One breath, one step—and the first dummy shattered beneath a crushing, downward arc. His blade slammed through it as if the wood were brittle clay.
Another turn, a spin—his elbow cracked the neck of a second, and his foot caught the base of a third, toppling it before he even looked its way.
Every movement was efficient. No flash, no wasted flourish.
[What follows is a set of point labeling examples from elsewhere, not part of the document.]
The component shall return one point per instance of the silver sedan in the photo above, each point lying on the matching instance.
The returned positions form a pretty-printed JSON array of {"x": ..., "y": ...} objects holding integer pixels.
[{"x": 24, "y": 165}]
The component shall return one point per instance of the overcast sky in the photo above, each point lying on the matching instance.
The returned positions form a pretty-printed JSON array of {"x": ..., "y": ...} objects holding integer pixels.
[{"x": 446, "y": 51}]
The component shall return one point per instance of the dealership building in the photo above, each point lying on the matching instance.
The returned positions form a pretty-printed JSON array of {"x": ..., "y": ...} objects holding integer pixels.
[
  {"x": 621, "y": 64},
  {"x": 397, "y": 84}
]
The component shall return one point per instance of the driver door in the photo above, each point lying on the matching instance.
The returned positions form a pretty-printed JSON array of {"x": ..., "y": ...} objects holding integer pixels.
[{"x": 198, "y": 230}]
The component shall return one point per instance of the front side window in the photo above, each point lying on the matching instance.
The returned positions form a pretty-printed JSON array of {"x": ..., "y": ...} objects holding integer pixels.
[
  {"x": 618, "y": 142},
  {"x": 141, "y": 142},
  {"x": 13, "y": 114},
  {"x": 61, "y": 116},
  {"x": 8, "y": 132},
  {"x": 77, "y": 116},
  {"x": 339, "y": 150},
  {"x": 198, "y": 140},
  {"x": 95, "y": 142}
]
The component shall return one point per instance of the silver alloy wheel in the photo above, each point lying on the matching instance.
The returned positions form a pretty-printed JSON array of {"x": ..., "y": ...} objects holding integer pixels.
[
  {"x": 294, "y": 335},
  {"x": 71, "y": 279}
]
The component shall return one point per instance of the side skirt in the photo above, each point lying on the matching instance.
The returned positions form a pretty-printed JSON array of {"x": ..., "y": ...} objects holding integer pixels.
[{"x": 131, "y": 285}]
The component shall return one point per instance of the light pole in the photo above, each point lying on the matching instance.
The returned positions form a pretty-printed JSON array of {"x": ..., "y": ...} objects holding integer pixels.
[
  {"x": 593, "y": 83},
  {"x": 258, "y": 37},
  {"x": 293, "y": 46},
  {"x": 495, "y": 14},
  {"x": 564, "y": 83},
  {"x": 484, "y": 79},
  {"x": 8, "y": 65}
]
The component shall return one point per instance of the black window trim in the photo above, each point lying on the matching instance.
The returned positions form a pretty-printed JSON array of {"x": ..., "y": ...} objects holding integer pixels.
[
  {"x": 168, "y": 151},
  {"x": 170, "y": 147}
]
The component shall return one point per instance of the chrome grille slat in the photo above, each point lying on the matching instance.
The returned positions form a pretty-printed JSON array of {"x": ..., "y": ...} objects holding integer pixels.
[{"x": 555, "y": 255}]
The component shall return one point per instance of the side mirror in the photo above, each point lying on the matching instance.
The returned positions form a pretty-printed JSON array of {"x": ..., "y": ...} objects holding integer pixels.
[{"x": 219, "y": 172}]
Just violence and purpose.
Within seconds, every dummy lay in ruin.
He stood in the middle of the wreckage, breathing slowly. His aura settled again.
"Igris," he said, turning toward me, "that war taught me something. Power doesn't come from talent. It doesn't come from bloodline. It comes from conviction."
He walked to the edge of the clearing and picked up a charred banner—its emblem long faded.
"The men I led? They weren't strong… until they chose to be. Until they believed their lives had weight."
He tossed the banner to the ground and looked me dead in the eye.
"You have more talent than any of them. More power, even now, than I ever had then. But if you don't have conviction… you're just another sword waiting to rust."
I stood silent for a long time. The wind stirred the ashes at my feet.
"What happened to them?" I asked quietly. "Your men."
His eyes darkened.
"They all died."
I swallowed the lump in my throat.
"All of them?"
He nodded. "They held a canyon pass while I led a strike on the Bandit King's fortress. They knew they wouldn't survive. But they did it anyway. Bought me the time i needed."
I looked at the ruined dummies, now more than just training targets.
"Did they believe in you?"
"They believed in the world they wanted to build. I was just the one fool crazy enough to lead them."
He placed a hand on my shoulder.
"You want to be strong, Igris? You want to be feared? Fine. But never forget that power alone makes you a monster. Conviction is what makes you a man, and regret is what makes you improve".
"Without that war I would have never found the love of my life,so if there is one thing you learn from the musings of your old man ,it should be that without darkness there cannot be light ,so become strong, take my training and be better than I ever could be , make friends and allies you can rely on change the world for all I know ,but never forget that me and your mother will always be here for you if you need us"
That night, I sat beneath the old tree behind our house, sword in hand, gaze lost in the stars.
My spirits sat around me. Raven lounged against the trunk like a shadowy panther. Solara's light shimmered above, dancing between branches. Aelira whispered mental mantras. Nyssara quietly hummed in the grass, fingers weaving strange symbols.
I didn't speak. I just listened.
To the wind.
To my heart.
To the memory of a man who led broken people to victory—and carried their ghosts with him forever.
One day, I would carry my own.
But unlike Father, I would never let the world laugh at my strength. Never would I be seen as just another forgotten name. No king, god, or empire would ever deny my worth.
I would carve it into history myself.